The discovery of Columbus by the Arawaks was fortuitous as the three ships might have made landfall almost anywhere else on the continent that lay between the explorers’ intended destination in eastern Asia. The random meeting had deadly consequences for the tribal people who had cheerfully welcomed their strange visitors.
The nearly naked Arawaks were fascinated by the clothing covering the entire body of their strange visitors, but particularly by the metal armor the soldiers wore.
At ease in their land and their bodies, they didn’t realize the murderous potential of these armored men whose steel didn’t just cover and protect their corporeal beings.

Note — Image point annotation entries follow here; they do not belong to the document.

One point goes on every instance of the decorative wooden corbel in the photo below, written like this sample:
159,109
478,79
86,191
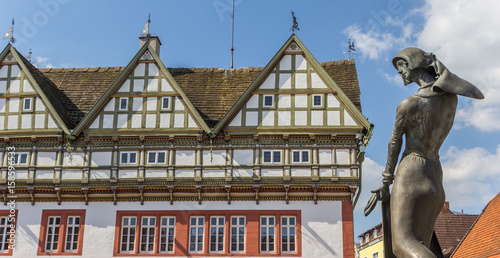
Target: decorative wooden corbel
31,191
171,191
58,193
315,188
141,193
228,190
114,188
256,188
85,190
287,188
198,189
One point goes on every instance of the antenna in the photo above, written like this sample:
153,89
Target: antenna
10,33
232,38
351,48
295,25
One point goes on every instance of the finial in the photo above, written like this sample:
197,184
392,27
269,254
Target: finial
10,33
295,23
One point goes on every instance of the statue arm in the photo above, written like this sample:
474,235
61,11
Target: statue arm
396,140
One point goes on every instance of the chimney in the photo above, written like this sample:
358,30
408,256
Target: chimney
154,41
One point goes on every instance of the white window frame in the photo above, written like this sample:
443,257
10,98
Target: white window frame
169,101
148,227
301,156
199,238
236,225
120,104
288,226
53,230
18,157
5,226
167,234
156,157
129,226
321,100
128,154
267,226
273,160
73,228
264,101
217,223
30,108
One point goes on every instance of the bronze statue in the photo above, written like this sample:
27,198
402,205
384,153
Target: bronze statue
425,118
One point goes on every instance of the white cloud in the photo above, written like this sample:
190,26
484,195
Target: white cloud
471,177
464,36
42,62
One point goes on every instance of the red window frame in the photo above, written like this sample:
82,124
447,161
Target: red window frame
182,227
6,213
64,214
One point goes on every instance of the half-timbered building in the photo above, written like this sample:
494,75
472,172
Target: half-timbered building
145,160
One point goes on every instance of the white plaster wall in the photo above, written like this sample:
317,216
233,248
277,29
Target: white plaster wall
214,157
102,158
300,80
269,83
184,158
236,120
321,224
285,81
77,159
342,156
243,157
253,102
46,159
300,62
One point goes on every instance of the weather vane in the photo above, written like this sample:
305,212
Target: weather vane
145,31
10,33
295,23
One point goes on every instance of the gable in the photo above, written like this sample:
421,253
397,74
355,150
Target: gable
146,99
24,107
292,93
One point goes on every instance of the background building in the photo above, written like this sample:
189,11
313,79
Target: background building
148,160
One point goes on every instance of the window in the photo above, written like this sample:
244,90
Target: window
6,220
61,232
148,226
128,158
268,100
156,157
27,104
288,234
167,230
196,229
271,156
123,104
217,225
300,156
128,234
267,226
165,103
238,234
20,159
317,100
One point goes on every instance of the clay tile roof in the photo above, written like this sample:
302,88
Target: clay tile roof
83,87
212,91
483,239
451,228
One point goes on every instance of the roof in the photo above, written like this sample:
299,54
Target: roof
80,88
451,228
483,239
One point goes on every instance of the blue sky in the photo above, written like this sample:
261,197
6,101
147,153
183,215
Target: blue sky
462,34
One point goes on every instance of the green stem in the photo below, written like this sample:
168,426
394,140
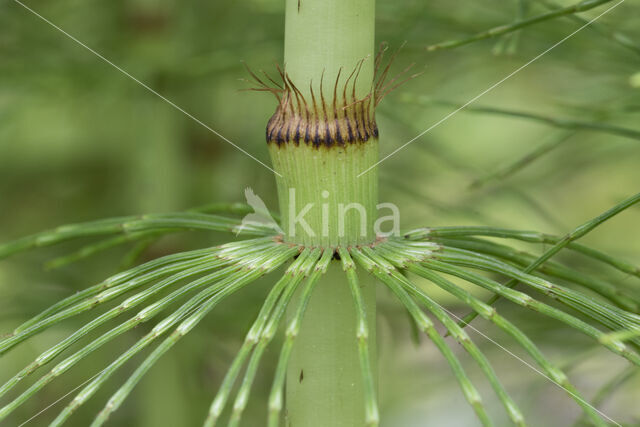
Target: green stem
324,384
322,135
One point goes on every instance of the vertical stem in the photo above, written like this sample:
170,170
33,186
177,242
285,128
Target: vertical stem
322,135
324,380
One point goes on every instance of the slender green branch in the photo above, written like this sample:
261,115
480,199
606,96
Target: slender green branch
298,271
186,269
601,311
489,313
426,325
618,37
143,316
456,331
130,224
550,268
569,124
276,395
371,404
293,274
115,280
502,172
504,29
567,240
202,303
526,236
524,300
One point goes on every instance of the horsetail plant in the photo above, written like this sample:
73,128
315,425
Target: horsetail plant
321,137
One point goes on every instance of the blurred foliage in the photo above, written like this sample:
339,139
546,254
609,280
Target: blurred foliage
79,140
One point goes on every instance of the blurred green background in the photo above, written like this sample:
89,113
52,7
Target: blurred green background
79,140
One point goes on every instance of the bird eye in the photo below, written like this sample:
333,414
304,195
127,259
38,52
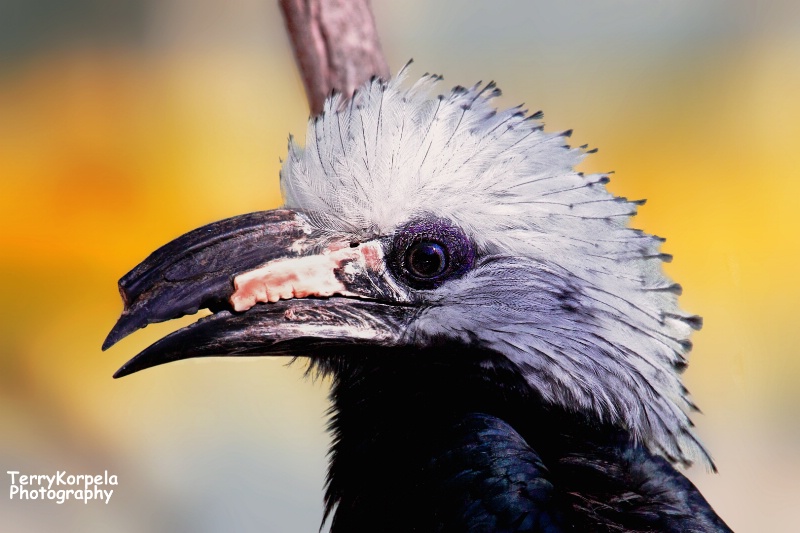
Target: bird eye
428,252
426,259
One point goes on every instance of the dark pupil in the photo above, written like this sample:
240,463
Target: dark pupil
426,259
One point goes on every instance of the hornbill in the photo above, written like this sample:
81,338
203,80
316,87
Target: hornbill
504,350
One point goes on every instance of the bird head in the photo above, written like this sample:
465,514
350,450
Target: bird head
413,220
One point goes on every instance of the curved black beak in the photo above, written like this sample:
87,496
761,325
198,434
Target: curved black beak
276,287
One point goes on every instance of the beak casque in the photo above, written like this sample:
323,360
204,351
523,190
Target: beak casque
275,286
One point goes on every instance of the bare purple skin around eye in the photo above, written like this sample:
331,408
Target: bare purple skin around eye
458,247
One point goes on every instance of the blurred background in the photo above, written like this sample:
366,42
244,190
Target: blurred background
125,123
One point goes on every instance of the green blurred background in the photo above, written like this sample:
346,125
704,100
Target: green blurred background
126,123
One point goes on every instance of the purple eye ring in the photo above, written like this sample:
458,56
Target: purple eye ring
427,252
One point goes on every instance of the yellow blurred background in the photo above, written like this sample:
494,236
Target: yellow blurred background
125,123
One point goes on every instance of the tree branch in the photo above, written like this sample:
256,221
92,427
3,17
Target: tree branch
335,44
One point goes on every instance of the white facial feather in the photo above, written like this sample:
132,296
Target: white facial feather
565,289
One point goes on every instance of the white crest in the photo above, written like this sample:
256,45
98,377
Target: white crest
571,295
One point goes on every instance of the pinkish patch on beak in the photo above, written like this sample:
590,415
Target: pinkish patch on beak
301,277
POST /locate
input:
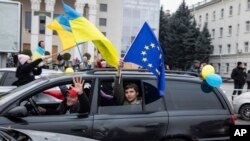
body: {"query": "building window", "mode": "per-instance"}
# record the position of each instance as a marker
(42, 22)
(238, 29)
(214, 15)
(213, 33)
(231, 11)
(227, 67)
(220, 49)
(247, 26)
(221, 32)
(28, 21)
(248, 4)
(103, 7)
(229, 48)
(207, 17)
(200, 19)
(102, 22)
(222, 13)
(239, 8)
(246, 46)
(229, 30)
(104, 33)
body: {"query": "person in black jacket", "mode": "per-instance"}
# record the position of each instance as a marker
(239, 77)
(76, 101)
(27, 69)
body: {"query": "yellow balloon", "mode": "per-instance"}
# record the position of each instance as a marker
(208, 69)
(69, 70)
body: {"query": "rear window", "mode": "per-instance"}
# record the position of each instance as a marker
(189, 96)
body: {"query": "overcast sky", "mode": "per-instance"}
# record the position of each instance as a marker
(172, 5)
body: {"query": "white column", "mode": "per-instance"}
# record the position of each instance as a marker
(92, 18)
(79, 7)
(50, 4)
(35, 6)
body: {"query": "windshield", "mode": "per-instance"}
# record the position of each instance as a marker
(13, 93)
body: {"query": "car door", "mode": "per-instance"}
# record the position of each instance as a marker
(147, 121)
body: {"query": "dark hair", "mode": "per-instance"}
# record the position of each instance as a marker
(133, 86)
(239, 63)
(40, 42)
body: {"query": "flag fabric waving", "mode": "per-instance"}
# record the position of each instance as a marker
(146, 52)
(61, 26)
(39, 52)
(84, 31)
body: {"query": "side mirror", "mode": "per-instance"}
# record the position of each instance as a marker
(19, 111)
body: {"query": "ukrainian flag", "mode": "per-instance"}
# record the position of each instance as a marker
(39, 52)
(84, 31)
(61, 26)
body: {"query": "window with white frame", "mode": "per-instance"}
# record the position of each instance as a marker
(229, 30)
(231, 11)
(207, 17)
(213, 33)
(239, 8)
(246, 46)
(214, 15)
(227, 67)
(221, 32)
(248, 4)
(228, 48)
(222, 13)
(238, 29)
(247, 26)
(220, 49)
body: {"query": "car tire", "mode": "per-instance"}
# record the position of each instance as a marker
(175, 139)
(245, 112)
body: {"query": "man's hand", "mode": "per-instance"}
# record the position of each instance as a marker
(78, 84)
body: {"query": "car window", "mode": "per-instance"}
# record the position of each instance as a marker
(106, 100)
(153, 101)
(10, 78)
(181, 95)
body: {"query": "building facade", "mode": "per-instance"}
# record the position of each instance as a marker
(110, 17)
(229, 25)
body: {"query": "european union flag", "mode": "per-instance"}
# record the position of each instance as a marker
(146, 52)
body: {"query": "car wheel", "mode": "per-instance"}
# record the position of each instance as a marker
(245, 112)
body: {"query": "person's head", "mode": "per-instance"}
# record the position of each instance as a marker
(72, 97)
(41, 44)
(103, 63)
(239, 64)
(131, 92)
(22, 58)
(196, 63)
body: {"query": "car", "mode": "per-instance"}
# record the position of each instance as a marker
(7, 134)
(241, 105)
(185, 113)
(8, 75)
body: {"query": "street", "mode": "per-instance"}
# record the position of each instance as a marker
(228, 88)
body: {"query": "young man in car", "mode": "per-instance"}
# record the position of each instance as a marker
(76, 101)
(127, 95)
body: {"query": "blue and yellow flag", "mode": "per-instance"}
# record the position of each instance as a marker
(39, 52)
(146, 52)
(61, 26)
(84, 31)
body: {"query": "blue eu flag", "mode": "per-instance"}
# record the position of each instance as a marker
(146, 52)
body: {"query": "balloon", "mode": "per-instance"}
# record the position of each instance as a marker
(214, 80)
(69, 70)
(205, 87)
(206, 70)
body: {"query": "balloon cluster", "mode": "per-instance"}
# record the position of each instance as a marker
(209, 77)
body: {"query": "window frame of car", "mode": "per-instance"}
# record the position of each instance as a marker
(42, 86)
(141, 79)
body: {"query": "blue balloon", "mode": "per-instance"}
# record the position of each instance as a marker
(214, 80)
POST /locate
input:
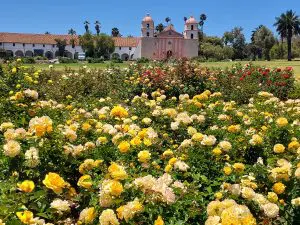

The invaders also possessed heavily armored personalities—extensions of an eons old culture of domination and submission, of hierarchy patriarchy, state society, acquisitiveness as substitute for intimacy, symbolism replacing living life directly.
An inferior culture met a superior culture, but the rigidity and arrogance of Columbus and his men blinded them to the reality of their historic encounter.
Rather than shedding their clothing and armor, stopping their obsessive search for gold, ceasing Columbus’s desire to possess every piece of land or water he saw by naming it in honor of their horrid religion, they saw these gentle people as objects to be eliminated or enslaved, their land to be confiscated, and their wealth to be looted.
They thus destroyed the opportunity they must have at least vaguely glimpsed that offered them a chance for psychic revolt and renewal from the pathogen of European culture they carried with them. Columbus and his men could have shed their emotional and metal armor and embraced the people as the New World rather than the land.